In an early January interview in her third-floor office overlooking downtown and midtown Hartford, Smith said programs like EXP will continue, but with a more targeted emphasis on aiding employers to lift hiring in Connecticut’s most economically hard-pressed urban centers, like Hartford, Bridgeport, Waterbury and New London.

The DECD chief also sees no change in the use of state-funded tax credits as incentives for employers to expand in or relocate to Connecticut. So far, the state has committed $95 million in Urban and Industrial Sites Reinvestment Tax Credits to certain “First Five” aid recipients (Bristol’s ESPN and Stamford’s Pitney Bowes each got $10 million; Cheshire’s Alexion Pharmaceuticals, $25 million; and Bloomfield’s Cigna, $50 million.)
Also, the state last spring agreed to allow United Technologies Corp. to apply $400 million in unused tax credits over 10 years in exchange for keeping its Pratt & Whitney Co. jet-engine division and thousands of jobs in East Hartford.

Pushing through the next phase of Malloy’s economic agenda, which will heavily emphasize transportation improvements, is the reason Smith says she’s staying put at this early stage of the governor’s second four-year term.

“This job has been one of the most interesting of my career,” said Smith, an ex-banker and former CEO of ING U.S. Retirement Services, now Voya Financial in Windsor. “There’s still obviously more to be done. That’s why I’m back.”

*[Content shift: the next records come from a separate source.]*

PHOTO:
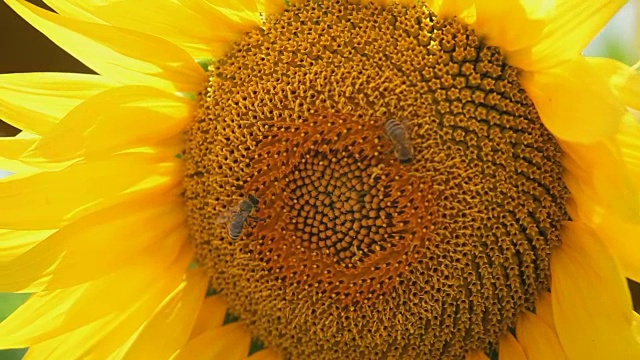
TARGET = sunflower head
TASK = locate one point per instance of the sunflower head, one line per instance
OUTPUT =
(337, 179)
(357, 243)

Connecticut’s focus on bioscience will remain a top priority, Smith said. The Malloy administration has already invested upwards of $1 billion in upgrades to UConn’s Farmington teaching hospital complex and Jackson Laboratory’s new genomics research center next door. They’ve also created a $200 million Bioscience Innovation Fund aimed at commercializing research into business ventures.
And that’s only the beginning, Smith said.

“Because of those two things,” she said, “suddenly we’ve gained traction with a number of significant players in the (bioscience) industry.”

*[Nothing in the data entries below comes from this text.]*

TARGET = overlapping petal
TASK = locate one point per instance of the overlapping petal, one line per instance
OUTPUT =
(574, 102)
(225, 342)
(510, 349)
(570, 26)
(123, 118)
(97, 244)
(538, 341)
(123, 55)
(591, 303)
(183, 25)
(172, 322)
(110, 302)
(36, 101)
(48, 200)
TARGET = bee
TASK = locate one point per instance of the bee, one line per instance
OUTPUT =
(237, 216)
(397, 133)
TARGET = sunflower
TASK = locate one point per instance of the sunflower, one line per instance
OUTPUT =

Smith pointed to the October opening of a genomics research center by Icahn School of Medicine at Mount Sinai in Branford, burnishing that community’s reputation as home to a number of bioscience firms and startups. Durata Therapeutics moved there from New Jersey in 2013.

Connecticut’s business community likes what it sees in Smith and what she has accomplished in four years.

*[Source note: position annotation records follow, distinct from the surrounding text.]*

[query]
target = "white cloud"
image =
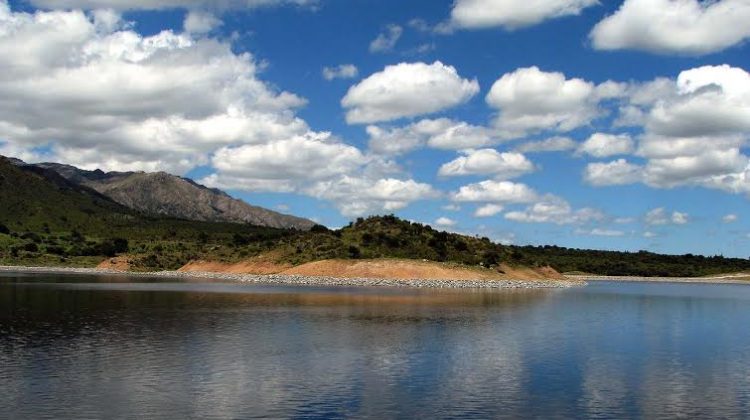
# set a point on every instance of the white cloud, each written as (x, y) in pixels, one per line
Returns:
(343, 71)
(679, 218)
(488, 210)
(624, 220)
(512, 14)
(407, 90)
(100, 95)
(501, 166)
(618, 172)
(386, 40)
(445, 222)
(695, 129)
(730, 218)
(552, 144)
(600, 232)
(124, 5)
(707, 101)
(531, 100)
(301, 158)
(674, 26)
(441, 133)
(552, 209)
(451, 207)
(199, 22)
(659, 216)
(357, 196)
(602, 145)
(495, 192)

Joe Brennan, chief executive of the Connecticut Business & Industry Association, an employer lobby, credits Smith with assembling a group whose aim is matching employers with specific skills needs to the people with those skills.

“She’s indefatigable,” Brennan said. “She has a lot of energy. She’s all over the state all of the time. She’s thoughtful on a wide variety of topics and she’s passionate about making Connecticut a good place to live and work.”

Brennan said CBIA wants Smith and DECD to continue forging partnerships with CT Inc. to promote business opportunities that spur job creation, particularly in the advanced manufacturing sector, where Connecticut aeroparts makers and other tech firms have a foothold.

CBIA particularly likes the Malloy administration’s stated effort to focus more of the state’s corporate and small-business assistance on employers based in Connecticut’s major cities.
CBIA has launched a campaign — “CT20 by 2017” — aimed at promoting economic-development and business-friendly policies that, in two years, vault Connecticut into the ranks of the top 20 states with sterling reputations for encouraging business.

Working together, CBIA and Smith must persuade state policymakers to “promote policies that will improve our business climate … and reject those that would hurt our rankings,” Brennan said. Improving the state’s fiscal policy, talent development and transportation infrastructure are starting points, he said.

Smith says she regularly monitors several key economic indices, including monthly job creation and unemployment, state GDP and new-business formations, for signs as to how the state and U.S. economies are faring.
“Some bigger-picture things I watch like a hawk,” said Smith, an avid runner who logs several miles daily. “If these numbers aren’t going in the right direction, then we’re not doing our jobs.”
“We’re off to a good start,” she said. “The momentum is in the right direction. But we aren’t done.”